CAMPI nel Val d’Arno fiorentino.
Grosso borgo, già castello, capoluogo di piviere, di Comunità e di Potesteria , nella Diocesi e Compartimento di Firenze.
Sono più popoli e borgate, la maggiore delle quali trovasi sulla ripa sinistra del fiume Bisenzio, dove fu il castello alla testa del ponte e lungo la strada Regia pratese, nel grado 28° 48’ di longitudine e grado 43° 49’ 5” di latitudine, 6 miglia toscane a ponente-maestro di Firenze, 4 a libeccio di Prato, 14 a levante di Pistoja.
La disposizione e riduzione agraria del terreno fornì alla contrada, come a tanti altri luoghi, il nome di Campi.
Questo nostro leggesi la prima volta in un privilegio di Carlo Magno a favore del monastero di S. Bartolommeo a Ripoli, già detto in Recavata, cui donò i saliceti di regia proprietà situati nel luogo di Campi.

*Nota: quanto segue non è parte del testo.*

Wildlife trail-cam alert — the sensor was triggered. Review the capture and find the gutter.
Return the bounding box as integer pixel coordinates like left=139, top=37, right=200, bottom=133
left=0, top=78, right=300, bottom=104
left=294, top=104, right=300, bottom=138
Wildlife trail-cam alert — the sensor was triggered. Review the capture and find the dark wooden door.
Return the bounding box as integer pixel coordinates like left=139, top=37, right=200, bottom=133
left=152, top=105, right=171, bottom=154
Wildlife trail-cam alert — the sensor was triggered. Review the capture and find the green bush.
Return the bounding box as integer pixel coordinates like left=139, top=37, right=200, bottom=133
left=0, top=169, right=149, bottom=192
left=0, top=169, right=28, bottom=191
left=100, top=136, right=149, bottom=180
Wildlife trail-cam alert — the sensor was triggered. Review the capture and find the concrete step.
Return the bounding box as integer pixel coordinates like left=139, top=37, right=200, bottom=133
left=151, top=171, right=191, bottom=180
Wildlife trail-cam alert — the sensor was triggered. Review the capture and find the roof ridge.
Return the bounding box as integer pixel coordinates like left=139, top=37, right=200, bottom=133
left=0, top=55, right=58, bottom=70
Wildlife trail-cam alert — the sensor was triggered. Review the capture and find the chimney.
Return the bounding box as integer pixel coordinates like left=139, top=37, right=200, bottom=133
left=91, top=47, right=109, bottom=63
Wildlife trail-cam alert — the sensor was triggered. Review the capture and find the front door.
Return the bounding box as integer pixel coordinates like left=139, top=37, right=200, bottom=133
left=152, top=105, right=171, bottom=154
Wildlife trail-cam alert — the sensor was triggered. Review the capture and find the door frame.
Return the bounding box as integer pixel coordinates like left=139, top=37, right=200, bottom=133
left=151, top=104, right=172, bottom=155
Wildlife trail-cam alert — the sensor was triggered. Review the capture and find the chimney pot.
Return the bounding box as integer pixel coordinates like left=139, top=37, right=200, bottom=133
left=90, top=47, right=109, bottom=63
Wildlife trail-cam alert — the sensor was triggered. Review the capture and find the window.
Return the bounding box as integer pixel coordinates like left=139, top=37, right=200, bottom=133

Tal documento dà bastantemente a conoscere l’antica umidità e qualità paludosa del suolo intorno a Campi, dov’erano sino dal secolo VIII, e in parte sussistono tuttora pantani, piscine e profondi fossi reali sparsi di giunchi e di salci, siccome lo dimostrano i superstiti nomi di Padule, di Piscina e di Dogaia.
Vedere BROZZI.
Cinque sono le borgate in quei contorni che conservano il distintivo di Campi.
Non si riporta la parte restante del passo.